Evidence Model and Chain of Custody

What Must Be Captured for Every Serious Incident

For SEV-1 and SEV-2, MangaAssist preserves:

  • user message hash and response hash
  • raw transcript in restricted evidence storage
  • correlation_id, session_id, customer_id_hash
  • prompt template version and resolved prompt text
  • retrieval document IDs and metadata
  • model ID, region, inference timestamp, and feature-flag state
  • guardrail stage outcomes and any redaction or modification metadata
  • backend call summaries for order, return, and catalog services
  • deployment version, Lambda container ID, and request ID where applicable

Correlation Keys

Field Purpose Notes
correlation_id Ties the end-to-end request together Generated at API edge and propagated everywhere
session_id Groups multi-turn history Stable across a conversation
request_id Per-service request trace Useful when correlation propagation breaks
deployment_id Identifies code or prompt rollout version Critical for rollback analysis
retrieval_snapshot_id Identifies the exact KB or index snapshot Critical in retrieval leaks
container_id Ties events to warm runtime state Important for Lambda state contamination bugs

PII-Safe Security Event Schema

{
  "timestamp": "2026-03-24T18:04:51.221Z",
  "event_type": "guardrail_decision",
  "severity_hint": "SEV-2",
  "correlation_id": "corr_7c22f2d9",
  "session_id": "sess_91fd7e",
  "request_id": "req_0be44d",
  "deployment_id": "prompt-canary-2026-03-24-01",
  "customer_id_hash": "sha256:91c2...",
  "intent": "recommendation",
  "model": {
    "provider": "bedrock",
    "model_id": "anthropic.claude-3-5-sonnet",
    "region": "us-east-1"
  },
  "guardrails": [
    {
      "stage": "pii_filter",
      "action": "modify",
      "reason_code": "OBFUSCATED_EMAIL_PATTERN",
      "latency_ms": 4.2
    }
  ],
  "request_hash": "sha256:8aa1...",
  "response_hash": "sha256:f102...",
  "feature_flags": {
    "order_intent_enabled": true,
    "model_tier": "primary",
    "prompt_version": "rec-v37"
  }
}

Restricted Evidence Manifest

{
  "incident_id": "inc_2026_03_24_017",
  "created_at": "2026-03-24T18:09:00Z",
  "severity": "SEV-1",
  "artifacts": [
    {
      "type": "transcript",
      "s3_key": "evidence/inc_2026_03_24_017/transcript_corr_7c22f2d9.json",
      "sha256": "96c0..."
    },
    {
      "type": "prompt_bundle",
      "s3_key": "evidence/inc_2026_03_24_017/prompt_bundle.json",
      "sha256": "d487..."
    },
    {
      "type": "retrieval_snapshot",
      "s3_key": "evidence/inc_2026_03_24_017/retrieval_docs.json",
      "sha256": "ef34..."
    }
  ],
  "approved_access": [
    "security_lead",
    "privacy_officer"
  ]
}

Chain of Custody

flowchart TD
    A[Alert or user report] --> B[Incident declared]
    B --> C[Evidence collector snapshots artifacts]
    C --> D[Hash each artifact]
    D --> E[Write to S3 evidence bucket with Object Lock]
    E --> F[Store manifest in DynamoDB]
    F --> G[Restricted access via IAM role + MFA]
    G --> H[Every evidence read is logged to CloudTrail]
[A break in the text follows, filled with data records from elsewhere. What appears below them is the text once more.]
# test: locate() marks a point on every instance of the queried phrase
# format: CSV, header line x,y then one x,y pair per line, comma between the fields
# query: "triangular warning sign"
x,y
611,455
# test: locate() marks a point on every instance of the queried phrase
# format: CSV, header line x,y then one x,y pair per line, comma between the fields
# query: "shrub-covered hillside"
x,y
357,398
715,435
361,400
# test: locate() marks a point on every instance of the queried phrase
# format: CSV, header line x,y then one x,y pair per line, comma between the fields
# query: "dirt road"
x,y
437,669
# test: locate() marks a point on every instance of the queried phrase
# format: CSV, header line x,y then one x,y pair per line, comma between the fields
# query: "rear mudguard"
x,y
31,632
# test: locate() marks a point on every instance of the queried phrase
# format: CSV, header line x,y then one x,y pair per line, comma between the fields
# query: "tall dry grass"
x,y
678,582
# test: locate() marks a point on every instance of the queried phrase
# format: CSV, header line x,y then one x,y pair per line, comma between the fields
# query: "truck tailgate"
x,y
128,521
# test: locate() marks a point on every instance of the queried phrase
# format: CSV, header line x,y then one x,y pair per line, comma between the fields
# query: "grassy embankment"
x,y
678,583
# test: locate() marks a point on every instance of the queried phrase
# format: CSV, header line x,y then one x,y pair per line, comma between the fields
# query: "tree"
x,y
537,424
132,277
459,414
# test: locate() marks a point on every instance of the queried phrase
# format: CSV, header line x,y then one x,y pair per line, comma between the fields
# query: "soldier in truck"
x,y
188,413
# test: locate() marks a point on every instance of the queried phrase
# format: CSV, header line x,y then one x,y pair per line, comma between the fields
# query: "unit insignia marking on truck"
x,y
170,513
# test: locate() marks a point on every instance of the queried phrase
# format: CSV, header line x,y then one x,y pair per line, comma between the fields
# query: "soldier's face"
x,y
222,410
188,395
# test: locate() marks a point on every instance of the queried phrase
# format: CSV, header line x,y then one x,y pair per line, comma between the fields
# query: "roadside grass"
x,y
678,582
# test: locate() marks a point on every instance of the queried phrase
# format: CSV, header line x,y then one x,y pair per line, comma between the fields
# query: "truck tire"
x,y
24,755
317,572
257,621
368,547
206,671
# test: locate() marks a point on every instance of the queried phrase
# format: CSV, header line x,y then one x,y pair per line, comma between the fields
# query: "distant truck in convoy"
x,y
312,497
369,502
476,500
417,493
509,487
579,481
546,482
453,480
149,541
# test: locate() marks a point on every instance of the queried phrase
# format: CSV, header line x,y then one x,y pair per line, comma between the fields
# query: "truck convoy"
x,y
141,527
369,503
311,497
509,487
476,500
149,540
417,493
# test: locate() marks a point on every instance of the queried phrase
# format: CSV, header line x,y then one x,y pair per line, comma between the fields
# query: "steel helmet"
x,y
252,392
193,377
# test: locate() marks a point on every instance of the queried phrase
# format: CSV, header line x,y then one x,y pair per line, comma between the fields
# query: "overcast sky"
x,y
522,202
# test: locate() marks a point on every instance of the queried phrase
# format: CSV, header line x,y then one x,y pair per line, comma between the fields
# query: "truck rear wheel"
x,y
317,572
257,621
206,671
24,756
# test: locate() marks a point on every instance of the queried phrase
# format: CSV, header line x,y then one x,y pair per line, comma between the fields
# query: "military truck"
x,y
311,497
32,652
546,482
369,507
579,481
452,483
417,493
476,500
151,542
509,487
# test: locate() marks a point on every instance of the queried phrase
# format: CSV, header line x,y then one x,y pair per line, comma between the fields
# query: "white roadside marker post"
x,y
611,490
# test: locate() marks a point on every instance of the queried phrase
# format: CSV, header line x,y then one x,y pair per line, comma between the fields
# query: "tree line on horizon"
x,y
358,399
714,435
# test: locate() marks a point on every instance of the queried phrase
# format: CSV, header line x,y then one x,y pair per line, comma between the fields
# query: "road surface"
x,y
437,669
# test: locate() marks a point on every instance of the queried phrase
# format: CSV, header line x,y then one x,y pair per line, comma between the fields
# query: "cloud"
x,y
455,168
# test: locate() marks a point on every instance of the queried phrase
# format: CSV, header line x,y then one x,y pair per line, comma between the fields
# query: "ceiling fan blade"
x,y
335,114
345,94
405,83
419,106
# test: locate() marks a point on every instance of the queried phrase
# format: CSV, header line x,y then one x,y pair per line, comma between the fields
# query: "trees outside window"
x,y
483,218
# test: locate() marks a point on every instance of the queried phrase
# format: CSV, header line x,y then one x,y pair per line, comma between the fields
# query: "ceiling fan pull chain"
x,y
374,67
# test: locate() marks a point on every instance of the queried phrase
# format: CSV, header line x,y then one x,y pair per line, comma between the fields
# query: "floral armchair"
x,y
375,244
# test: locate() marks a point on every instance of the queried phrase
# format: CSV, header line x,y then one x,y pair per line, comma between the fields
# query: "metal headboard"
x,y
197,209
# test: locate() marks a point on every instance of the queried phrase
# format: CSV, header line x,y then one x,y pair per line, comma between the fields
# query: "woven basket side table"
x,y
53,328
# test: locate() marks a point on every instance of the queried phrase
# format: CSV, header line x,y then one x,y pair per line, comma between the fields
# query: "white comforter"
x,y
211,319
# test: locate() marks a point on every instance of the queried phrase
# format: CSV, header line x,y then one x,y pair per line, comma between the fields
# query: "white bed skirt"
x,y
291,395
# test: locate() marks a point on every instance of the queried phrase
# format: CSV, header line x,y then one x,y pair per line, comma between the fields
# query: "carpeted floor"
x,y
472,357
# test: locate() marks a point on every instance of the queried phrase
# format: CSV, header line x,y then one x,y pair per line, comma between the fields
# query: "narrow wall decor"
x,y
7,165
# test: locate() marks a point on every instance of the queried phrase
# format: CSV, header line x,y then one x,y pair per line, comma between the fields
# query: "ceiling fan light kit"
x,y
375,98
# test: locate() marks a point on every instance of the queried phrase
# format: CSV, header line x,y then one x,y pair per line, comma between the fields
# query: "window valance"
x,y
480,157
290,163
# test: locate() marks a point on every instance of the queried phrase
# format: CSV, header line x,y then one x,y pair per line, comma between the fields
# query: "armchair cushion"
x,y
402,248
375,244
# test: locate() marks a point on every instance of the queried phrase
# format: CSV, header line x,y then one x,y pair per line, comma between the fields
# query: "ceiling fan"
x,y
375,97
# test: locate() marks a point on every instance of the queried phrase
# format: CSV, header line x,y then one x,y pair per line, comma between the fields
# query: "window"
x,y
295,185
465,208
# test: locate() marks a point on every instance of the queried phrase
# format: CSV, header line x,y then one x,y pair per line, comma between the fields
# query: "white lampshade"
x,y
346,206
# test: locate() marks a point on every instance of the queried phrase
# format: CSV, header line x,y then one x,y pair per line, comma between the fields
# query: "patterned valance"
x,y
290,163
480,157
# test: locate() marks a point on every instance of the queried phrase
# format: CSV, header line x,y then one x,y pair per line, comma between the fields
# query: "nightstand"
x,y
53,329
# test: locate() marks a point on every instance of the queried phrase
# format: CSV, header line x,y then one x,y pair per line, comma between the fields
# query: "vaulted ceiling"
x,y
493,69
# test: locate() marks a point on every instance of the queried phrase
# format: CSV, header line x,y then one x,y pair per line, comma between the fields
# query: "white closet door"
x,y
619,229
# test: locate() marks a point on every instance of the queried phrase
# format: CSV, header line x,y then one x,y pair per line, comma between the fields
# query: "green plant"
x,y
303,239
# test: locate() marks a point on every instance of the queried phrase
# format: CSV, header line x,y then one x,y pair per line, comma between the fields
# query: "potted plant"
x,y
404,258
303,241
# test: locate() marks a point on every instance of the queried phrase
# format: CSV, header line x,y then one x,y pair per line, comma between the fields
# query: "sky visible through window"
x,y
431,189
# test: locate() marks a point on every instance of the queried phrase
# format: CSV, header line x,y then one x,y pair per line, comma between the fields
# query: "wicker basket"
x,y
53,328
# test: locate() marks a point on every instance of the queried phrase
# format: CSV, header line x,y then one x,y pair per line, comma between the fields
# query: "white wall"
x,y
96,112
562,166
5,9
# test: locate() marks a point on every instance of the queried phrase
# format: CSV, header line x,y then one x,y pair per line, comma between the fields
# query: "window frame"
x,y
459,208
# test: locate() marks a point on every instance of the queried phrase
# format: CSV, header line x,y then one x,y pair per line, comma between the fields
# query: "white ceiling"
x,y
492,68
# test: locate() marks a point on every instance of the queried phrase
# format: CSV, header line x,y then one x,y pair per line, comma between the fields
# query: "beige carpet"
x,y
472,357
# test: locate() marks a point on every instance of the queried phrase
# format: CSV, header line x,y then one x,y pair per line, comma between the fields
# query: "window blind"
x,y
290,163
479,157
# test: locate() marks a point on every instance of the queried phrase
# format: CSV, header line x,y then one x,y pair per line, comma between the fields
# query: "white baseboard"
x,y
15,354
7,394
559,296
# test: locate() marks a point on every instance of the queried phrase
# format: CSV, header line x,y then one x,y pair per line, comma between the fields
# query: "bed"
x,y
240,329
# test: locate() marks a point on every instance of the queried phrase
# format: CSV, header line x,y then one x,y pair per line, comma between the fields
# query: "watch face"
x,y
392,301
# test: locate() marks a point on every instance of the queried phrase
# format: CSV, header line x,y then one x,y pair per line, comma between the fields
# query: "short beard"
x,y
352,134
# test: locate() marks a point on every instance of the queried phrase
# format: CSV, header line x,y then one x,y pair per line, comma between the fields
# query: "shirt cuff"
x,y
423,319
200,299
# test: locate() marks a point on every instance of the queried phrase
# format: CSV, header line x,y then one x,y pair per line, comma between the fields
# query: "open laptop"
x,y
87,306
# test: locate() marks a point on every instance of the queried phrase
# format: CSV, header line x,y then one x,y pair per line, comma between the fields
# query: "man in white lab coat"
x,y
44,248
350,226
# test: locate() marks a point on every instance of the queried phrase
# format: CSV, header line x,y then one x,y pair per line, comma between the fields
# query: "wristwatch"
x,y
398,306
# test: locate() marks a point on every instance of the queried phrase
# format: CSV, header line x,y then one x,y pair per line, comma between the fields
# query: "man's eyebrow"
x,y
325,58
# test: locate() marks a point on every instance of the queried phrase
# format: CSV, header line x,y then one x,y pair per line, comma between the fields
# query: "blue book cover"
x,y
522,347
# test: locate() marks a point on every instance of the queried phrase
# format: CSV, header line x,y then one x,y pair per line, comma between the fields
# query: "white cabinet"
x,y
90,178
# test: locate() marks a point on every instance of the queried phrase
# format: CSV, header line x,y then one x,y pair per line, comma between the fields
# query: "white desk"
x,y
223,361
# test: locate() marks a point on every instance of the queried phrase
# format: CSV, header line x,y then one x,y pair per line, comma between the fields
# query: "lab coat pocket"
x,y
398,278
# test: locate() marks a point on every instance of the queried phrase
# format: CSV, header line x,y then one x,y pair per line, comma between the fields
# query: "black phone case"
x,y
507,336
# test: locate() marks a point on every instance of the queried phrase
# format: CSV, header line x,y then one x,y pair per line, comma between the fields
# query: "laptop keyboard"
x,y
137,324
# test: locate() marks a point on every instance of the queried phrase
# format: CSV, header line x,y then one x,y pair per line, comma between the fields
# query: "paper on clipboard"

This design matters because incident response is often challenged later by legal, compliance, or postmortem review. If evidence can be edited after the fact, the investigation is not trustworthy.


Implementation Details

1. Correlation ID Propagation

The API edge generates a correlation_id once. Every downstream service receives it and writes it to logs and traces.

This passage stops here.